Le mode de vie actuel ne favorise pas le mouvement. Au travail, dans nos déplacements et dans nos loisirs, nous passons la plus grande partie de notre temps avec, somme toute, peu de mouvement.

Les lointains inventeurs du Taïjiquan ont observé que le mouvement était une des expressions les plus importantes du naturel et qu’une existence naturelle est une existence pleine de mouvements. Le mouvement c’est la vie, l’absence de mouvement c’est la mort.

« Tomber » pour retrouver la détente

Tout le Taïjiquan est basé sur le mouvement. Certains mouvements sont faits au sol et d’autres debout. Les mouvements faits au sol sont plus limités, mais nécessaires pour préciser des éléments en particulier. Les mouvements debout sont plus complets et permettent d’intégrer ce qui a été fait au sol.

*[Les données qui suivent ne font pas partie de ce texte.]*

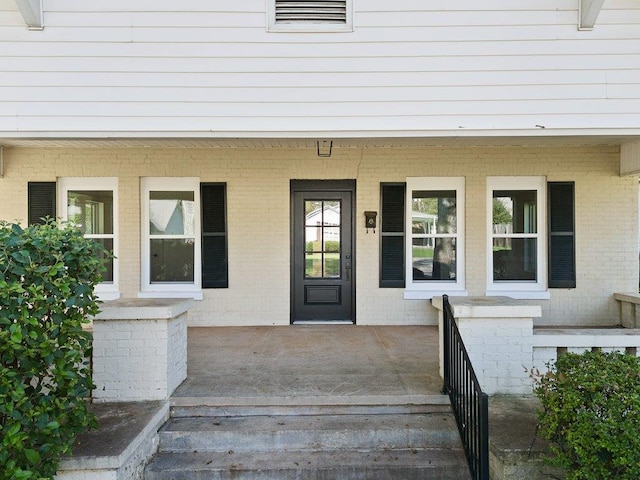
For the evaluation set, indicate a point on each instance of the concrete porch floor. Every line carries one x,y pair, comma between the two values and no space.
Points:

Plusieurs techniques de détente Taïjiquan font appel à la gravité. « Tomber » est l’une des clefs de la détente. Si on sait s’y prendre, « tomber » fait disparaître les nœuds et les tensions d’un corps qui a été longtemps privé de mouvement. Voici les principales techniques de détente taijiquan qui utilisent ce principe :

Techniques à faire au sol
  • La roulade simple : croiser une jambe, l’une par-dessus l’autre et tomber sur le côté.
  • La roulade complète : tenir un pied et rouler en tombant de chaque côté.
  • Faire tomber les épaules : tirer le poignet et faire tomber l’épaule.
  • La détente du bassin avec l’horloge : bouger le bassin et le faire tomber pour chercher les heures de l’horloge.
  • La détente par le « lourd » : inspirer profondément et soupirer en invitant le corps à tomber
Techniques à faire debout
  • Jouer à Cro-Magnon pour faire tomber les bras
  • Jouer à perdre la jambe
  • L’enracinement dans la forme : faire tomber le corps en le laissant s’affaisser entre l’inspiration et l’expiration.
  • La petite détente dans la forme : faire tomber le corps en le laissant s’affaisser entre l’expiration et l’inspiration.
ATTENTION ! Les indications pour l’exécution des techniques précédentes permettent uniquement de les reconnaître. Les détails pour les exécuter correctement manquent. Toutes les techniques de Taïjiquan doivent être apprises auprès d’un professeur compétent. Celui-ci s’exécutera lui-même de manière correcte, donnera les explications requises, en vérifiera l’exécution par ses élèves puis fera les corrections qui s’imposent. Les blogs, les livres et les cassettes vidéo ne doivent être utilisés que pour compléter un cours.

Exemple de technique
Jouer à Cro-magnon pour faire tomber les bras
  • Debout dans la posture du cavalier
  • Levez les bras à environ 45 degrés, laissez tomber et constater la détente finale des bras.
  • Levez les bras encore une fois, puis laissez tomber uniquement les épaules, ensuite les coudes et enfin tout le reste. Constatez la détente finale des bras. Remarquez la douceur de l’opération.
  • Levez les bras encore une fois puis, sans brusquerie, faites à nouveau la dernière opération. Constatez encore la détente finale. Remarquez la douceur encore plus grande de l’opération.
  • Levez les bras encore une fois puis placez la main du Taïjiquan selon la méthode adéquate et sentez comme l’épaisseur d’un coussin dans chaque main. Faites à nouveau l’opération précédente en observant la descente lente et douce des deux coussins.
  • Dans la posture « sonder le bras » de la forme des 11 postures, quand la main revient au coude après s’être écartée sur le côté, faites une mini pause, puis sentez l’épaisseur du coussin dans les deux mains. Laissez tomber successivement les épaules, les coudes et tout le reste. Assistez à la descente des deux coussins. À ce moment là, quelque chose n’échappe-t-il pas à votre contrôle ? Ne vous semble-t-il pas que ce mouvement a une part d’imprévisible ? C’est un signe de la manifestation du naturel.
  • Faire la même expérience dans « les mains comme des antennes » de la forme des 11 Postures.
  • Faire la même expérience dans toutes les autres postures de la forme des 11 Postures.
  • Faire la même expérience dans la forme des 24 Postures et dans les autres formes.
  • Constatez que dans toutes les descentes, dans toutes les postures du Taïjiquan, les mains descendent de la même façon.